然而,使用.iloc和.loc,as described in this page时也存在一些不一致。
下表总结了这4种查找方法的行为,这取决于(a)如果要查找的Series有一个整数或一个字符串索引(我暂时不考虑日期索引),(b)如果所需的数据是单个元素,切片索引或列表(是的,行为改变!)和(c)是否在数据中找到索引。
以下示例适用于pandas 0.17.1,NumPy 1.10.4,Python 3.4.3。
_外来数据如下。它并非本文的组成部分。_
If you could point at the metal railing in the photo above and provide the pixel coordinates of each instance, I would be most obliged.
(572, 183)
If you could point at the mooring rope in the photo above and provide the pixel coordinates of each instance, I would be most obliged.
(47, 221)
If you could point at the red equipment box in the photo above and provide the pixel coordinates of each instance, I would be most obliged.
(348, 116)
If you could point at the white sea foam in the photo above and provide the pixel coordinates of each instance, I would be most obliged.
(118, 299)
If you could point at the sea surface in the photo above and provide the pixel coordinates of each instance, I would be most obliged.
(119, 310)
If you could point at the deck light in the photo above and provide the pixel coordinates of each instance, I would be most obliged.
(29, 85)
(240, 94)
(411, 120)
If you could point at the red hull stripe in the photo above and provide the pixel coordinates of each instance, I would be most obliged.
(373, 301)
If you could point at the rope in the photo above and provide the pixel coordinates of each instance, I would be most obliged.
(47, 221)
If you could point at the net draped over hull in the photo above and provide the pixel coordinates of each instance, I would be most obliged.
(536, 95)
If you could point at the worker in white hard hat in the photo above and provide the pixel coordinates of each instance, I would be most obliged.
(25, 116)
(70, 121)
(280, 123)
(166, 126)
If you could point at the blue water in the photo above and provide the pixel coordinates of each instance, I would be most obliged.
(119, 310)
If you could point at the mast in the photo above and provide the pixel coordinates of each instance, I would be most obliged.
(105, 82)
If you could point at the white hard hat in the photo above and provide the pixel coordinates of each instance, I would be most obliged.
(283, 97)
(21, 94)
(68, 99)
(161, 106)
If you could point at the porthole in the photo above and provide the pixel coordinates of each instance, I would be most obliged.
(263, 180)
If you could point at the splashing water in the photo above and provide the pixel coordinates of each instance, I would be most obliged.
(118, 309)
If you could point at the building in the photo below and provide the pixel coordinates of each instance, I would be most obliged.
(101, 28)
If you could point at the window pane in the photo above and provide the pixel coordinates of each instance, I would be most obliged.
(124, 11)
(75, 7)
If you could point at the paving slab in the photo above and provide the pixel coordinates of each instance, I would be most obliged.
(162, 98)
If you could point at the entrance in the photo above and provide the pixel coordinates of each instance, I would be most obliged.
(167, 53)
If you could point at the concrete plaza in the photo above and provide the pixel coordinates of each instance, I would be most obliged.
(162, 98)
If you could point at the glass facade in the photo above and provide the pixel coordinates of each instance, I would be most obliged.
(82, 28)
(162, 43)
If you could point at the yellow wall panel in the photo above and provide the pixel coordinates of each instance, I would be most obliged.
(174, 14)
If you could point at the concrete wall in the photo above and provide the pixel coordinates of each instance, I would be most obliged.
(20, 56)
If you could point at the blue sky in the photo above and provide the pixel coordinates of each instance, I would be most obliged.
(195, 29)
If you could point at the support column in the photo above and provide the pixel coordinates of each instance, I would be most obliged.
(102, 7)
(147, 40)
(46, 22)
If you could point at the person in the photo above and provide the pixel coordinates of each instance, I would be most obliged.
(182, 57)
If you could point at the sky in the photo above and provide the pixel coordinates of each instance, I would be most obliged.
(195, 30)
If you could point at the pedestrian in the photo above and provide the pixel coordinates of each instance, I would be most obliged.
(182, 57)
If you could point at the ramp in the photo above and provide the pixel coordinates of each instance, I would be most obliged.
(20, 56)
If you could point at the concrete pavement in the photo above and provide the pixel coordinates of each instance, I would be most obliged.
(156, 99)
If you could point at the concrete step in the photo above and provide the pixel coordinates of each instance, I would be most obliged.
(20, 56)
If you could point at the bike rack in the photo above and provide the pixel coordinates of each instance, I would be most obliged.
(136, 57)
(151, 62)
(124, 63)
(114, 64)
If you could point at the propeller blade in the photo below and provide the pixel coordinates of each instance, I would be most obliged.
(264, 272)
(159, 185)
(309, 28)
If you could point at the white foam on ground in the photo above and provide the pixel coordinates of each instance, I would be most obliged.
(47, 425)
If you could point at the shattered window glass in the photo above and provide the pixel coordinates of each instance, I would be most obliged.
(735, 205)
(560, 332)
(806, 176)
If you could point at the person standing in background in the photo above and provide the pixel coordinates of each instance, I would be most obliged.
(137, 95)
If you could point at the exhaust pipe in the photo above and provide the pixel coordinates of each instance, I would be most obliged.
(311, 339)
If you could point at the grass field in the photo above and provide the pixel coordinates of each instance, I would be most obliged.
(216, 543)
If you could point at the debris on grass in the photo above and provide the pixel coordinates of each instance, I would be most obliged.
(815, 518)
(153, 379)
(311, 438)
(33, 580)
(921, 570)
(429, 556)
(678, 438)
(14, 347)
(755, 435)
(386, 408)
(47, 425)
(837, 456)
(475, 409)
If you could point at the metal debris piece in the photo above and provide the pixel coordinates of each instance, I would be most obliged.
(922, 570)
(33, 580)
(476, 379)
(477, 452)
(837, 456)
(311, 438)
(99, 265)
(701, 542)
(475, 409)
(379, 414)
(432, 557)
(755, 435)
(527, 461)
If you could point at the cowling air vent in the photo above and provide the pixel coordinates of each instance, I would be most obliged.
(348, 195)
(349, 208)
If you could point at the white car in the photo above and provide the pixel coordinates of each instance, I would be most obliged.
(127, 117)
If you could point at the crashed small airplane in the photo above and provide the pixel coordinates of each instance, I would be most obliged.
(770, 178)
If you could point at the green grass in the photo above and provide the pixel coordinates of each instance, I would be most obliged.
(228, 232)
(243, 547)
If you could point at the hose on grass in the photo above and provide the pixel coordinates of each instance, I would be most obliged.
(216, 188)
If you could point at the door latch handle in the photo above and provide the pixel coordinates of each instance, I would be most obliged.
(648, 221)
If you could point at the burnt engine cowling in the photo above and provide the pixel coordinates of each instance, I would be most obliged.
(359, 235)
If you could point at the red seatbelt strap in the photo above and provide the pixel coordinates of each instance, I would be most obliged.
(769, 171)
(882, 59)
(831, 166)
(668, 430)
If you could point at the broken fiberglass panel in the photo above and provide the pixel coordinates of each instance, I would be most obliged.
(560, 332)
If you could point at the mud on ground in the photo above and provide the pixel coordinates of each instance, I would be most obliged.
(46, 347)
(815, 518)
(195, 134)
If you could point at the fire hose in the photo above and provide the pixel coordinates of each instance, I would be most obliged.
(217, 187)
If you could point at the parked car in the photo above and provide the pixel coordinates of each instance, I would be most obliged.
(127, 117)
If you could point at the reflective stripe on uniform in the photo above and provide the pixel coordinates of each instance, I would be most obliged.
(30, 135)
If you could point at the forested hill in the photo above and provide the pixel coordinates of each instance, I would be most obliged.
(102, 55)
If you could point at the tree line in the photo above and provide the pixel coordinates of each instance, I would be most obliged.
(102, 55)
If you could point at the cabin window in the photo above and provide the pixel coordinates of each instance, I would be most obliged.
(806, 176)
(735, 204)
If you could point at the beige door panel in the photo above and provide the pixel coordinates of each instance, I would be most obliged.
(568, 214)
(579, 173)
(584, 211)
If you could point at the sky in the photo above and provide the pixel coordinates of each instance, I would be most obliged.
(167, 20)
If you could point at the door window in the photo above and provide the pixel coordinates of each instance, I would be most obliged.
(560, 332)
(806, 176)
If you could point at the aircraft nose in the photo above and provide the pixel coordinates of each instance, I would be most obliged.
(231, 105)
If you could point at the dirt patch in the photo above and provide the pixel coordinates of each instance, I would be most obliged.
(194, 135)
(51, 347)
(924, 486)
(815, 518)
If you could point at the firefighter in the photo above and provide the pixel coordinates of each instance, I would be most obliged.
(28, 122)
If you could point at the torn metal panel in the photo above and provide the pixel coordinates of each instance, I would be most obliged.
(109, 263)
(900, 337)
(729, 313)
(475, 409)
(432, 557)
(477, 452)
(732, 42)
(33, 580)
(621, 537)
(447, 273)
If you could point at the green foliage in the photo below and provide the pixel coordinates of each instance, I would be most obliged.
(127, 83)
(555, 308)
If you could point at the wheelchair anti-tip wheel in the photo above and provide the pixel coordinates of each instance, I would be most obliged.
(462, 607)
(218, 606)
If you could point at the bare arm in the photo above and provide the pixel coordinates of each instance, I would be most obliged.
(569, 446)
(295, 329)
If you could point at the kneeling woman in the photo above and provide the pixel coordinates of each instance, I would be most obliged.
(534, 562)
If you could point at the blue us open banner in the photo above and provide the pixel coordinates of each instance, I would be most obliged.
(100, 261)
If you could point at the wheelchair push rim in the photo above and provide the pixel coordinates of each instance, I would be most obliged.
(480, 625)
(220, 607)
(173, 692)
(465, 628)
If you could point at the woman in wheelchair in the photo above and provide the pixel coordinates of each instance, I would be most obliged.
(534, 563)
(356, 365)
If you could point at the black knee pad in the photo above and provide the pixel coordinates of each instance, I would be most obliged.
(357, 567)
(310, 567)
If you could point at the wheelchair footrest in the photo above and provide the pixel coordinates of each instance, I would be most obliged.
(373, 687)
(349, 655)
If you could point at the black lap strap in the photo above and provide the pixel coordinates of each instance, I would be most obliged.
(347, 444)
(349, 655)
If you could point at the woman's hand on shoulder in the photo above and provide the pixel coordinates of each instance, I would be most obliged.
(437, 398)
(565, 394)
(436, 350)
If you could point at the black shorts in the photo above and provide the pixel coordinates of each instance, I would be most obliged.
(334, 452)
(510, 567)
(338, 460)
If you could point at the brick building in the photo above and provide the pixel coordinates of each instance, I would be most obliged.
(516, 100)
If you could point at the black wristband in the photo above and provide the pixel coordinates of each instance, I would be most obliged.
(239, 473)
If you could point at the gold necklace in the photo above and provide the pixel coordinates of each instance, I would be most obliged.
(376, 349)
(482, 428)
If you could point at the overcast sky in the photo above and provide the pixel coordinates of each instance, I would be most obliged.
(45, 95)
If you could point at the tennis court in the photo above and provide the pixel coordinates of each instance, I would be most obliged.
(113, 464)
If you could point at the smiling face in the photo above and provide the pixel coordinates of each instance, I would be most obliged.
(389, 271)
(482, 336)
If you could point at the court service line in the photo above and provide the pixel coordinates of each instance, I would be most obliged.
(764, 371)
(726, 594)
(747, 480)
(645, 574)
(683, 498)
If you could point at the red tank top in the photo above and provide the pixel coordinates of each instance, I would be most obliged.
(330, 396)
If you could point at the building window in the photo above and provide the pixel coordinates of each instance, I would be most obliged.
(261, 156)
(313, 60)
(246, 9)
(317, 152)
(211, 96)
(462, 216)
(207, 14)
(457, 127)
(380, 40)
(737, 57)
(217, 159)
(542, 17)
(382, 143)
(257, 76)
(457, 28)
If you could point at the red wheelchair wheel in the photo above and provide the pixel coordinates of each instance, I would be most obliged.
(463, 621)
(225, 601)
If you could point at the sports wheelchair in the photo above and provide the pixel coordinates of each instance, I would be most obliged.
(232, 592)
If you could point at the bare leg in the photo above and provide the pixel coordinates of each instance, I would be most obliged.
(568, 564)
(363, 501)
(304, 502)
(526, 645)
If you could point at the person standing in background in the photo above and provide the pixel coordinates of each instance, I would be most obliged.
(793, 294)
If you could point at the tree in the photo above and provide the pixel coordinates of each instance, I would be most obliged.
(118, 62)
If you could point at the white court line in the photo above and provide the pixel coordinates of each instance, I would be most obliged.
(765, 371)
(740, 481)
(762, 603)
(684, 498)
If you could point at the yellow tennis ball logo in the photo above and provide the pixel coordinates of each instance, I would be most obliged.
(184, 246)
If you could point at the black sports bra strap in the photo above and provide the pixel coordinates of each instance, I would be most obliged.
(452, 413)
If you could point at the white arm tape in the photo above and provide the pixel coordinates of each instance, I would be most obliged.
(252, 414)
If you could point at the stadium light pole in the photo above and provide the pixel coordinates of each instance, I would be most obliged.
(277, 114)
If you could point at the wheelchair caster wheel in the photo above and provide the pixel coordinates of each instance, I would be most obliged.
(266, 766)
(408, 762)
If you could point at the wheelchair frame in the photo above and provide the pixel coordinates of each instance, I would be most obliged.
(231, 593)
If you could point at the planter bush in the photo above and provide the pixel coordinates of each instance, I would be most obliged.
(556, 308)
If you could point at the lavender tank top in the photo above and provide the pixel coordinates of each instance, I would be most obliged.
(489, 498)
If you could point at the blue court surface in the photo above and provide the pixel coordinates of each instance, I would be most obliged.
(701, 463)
s = pd.Series(np.arange(100,105), index=np.arange(10,15))
s
10 100
11 101
12 102
13 103
14 104
** Single element ** ** Slice ** ** Tuple **
s[0] -> LAB -> KeyError s[0:2] -> POS -> {10:100, 11:101} s[[1,3]] -> LAB -> {1:NaN, 3:Nan}
s[13] -> LAB -> 103 s[10:12] -> POS -> empty Series s[[12,14]] -> LAB -> {12:102, 14:104}
--- --- ---
s.ix[0] -> LAB -> KeyError s.ix[0:2] -> LAB -> empty Series s.ix[[1,3]] -> LAB -> {1:NaN, 3:Nan}
s.ix[13] -> LAB -> 103 s.ix[10:12] -> LAB -> {10:100, 11:101, 12:102} s.ix[[12,14]] -> LAB -> {12:102, 14:104}
--- --- ---
s.iloc[0] -> POS -> 100 s.iloc[0:2] -> POS -> {10:100, 11:101} s.iloc[[1,3]] -> POS -> {11:101, 13:103}
s.iloc[13] -> POS -> IndexError s.iloc[10:12] -> POS -> empty Series s.iloc[[12,14]] -> POS -> IndexError
--- --- ---
s.loc[0] -> LAB -> KeyError s.loc[0:2] -> LAB -> empty Series s.loc[[1,3]] -> LAB -> KeyError
s.loc[13] -> LAB -> 103 s.loc[10:12] -> LAB -> {10:100, 11:101, 12:102} s.loc[[12,14]] -> LAB -> {12:102, 14:104}
s = pd.Series(np.arange(100,105), index=['a','b','c','d','e'])
s
a 100
b 101
c 102
d 103
e 104
** Single element ** ** Slice ** ** Tuple **
s[0] -> POS -> 100 s[0:2] -> POS -> {'a':100,'b':101} s[[0,2]] -> POS -> {'a':100,'c':102}
s[10] -> LAB, POS -> KeyError, IndexError s[10:12] -> POS -> Empty Series s[[10,12]] -> POS -> IndexError
s['a'] -> LAB -> 100 s['a':'c'] -> LAB -> {'a':100,'b':101, 'c':102} s[['a','c']] -> LAB -> {'a':100,'b':101, 'c':102}
s['g'] -> POS,LAB -> TypeError, KeyError s['f':'h'] -> LAB -> Empty Series s[['f','h']] -> LAB -> {'f':NaN, 'h':NaN}
--- --- ---
s.ix[0] -> POS -> 100 s.ix[0:2] -> POS -> {'a':100,'b':101} s.ix[[0,2]] -> POS -> {'a':100,'c':102}
s.ix[10] -> POS -> IndexError s.ix[10:12] -> POS -> Empty Series s.ix[[10,12]] -> POS -> IndexError
s.ix['a'] -> LAB -> 100 s.ix['a':'c'] -> LAB -> {'a':100,'b':101, 'c':102} s.ix[['a','c']] -> LAB -> {'a':100,'b':101, 'c':102}
s.ix['g'] -> POS, LAB -> TypeError, KeyError s.ix['f':'h'] -> LAB -> Empty Series s.ix[['f','h']] -> LAB -> {'f':NaN, 'h':NaN}
--- --- ---
s.iloc[0] -> POS -> 100 s.iloc[0:2] -> POS -> {'a':100,'b':101} s.iloc[[0,2]] -> POS -> {'a':100,'c':102}
s.iloc[10] -> POS -> IndexError s.iloc[10:12] -> POS -> Empty Series s.iloc[[10,12]] -> POS -> IndexError
s.iloc['a'] -> LAB -> TypeError s.iloc['a':'c'] -> POS -> ValueError s.iloc[['a','c']] -> POS -> TypeError
s.iloc['g'] -> LAB -> TypeError s.iloc['f':'h'] -> POS -> ValueError s.iloc[['f','h']] -> POS -> TypeError
--- --- ---
s.loc[0] -> LAB -> KeyError s.loc[0:2] -> LAB -> TypeError s.loc[[0,2]] -> LAB -> KeyError
s.loc[10] -> LAB -> KeyError s.loc[10:12] -> LAB -> TypeError s.loc[[10,12]] -> LAB -> KeyError
s.loc['a'] -> LAB-> 100 s.loc['a':'c'] -> LAB -> {'a':100,'b':101, 'c':102} s.loc[['a','c']] -> LAB -> {'a':100,'c':102}
s.loc['g'] -> LAB -> KeyError s.loc['f':'h'] -> LAB -> Empty Series s.loc[['f','h']] -> LAB -> KeyError
请注意,有三种方法可以处理未找到的标签/超出范围的位置:抛出异常,返回null系列或返回带有与NaN
值关联的所需键的系列。
另请注意,在按位置使用切片查询时,会排除结束元素,但在按标签查询时,会包含结尾元素。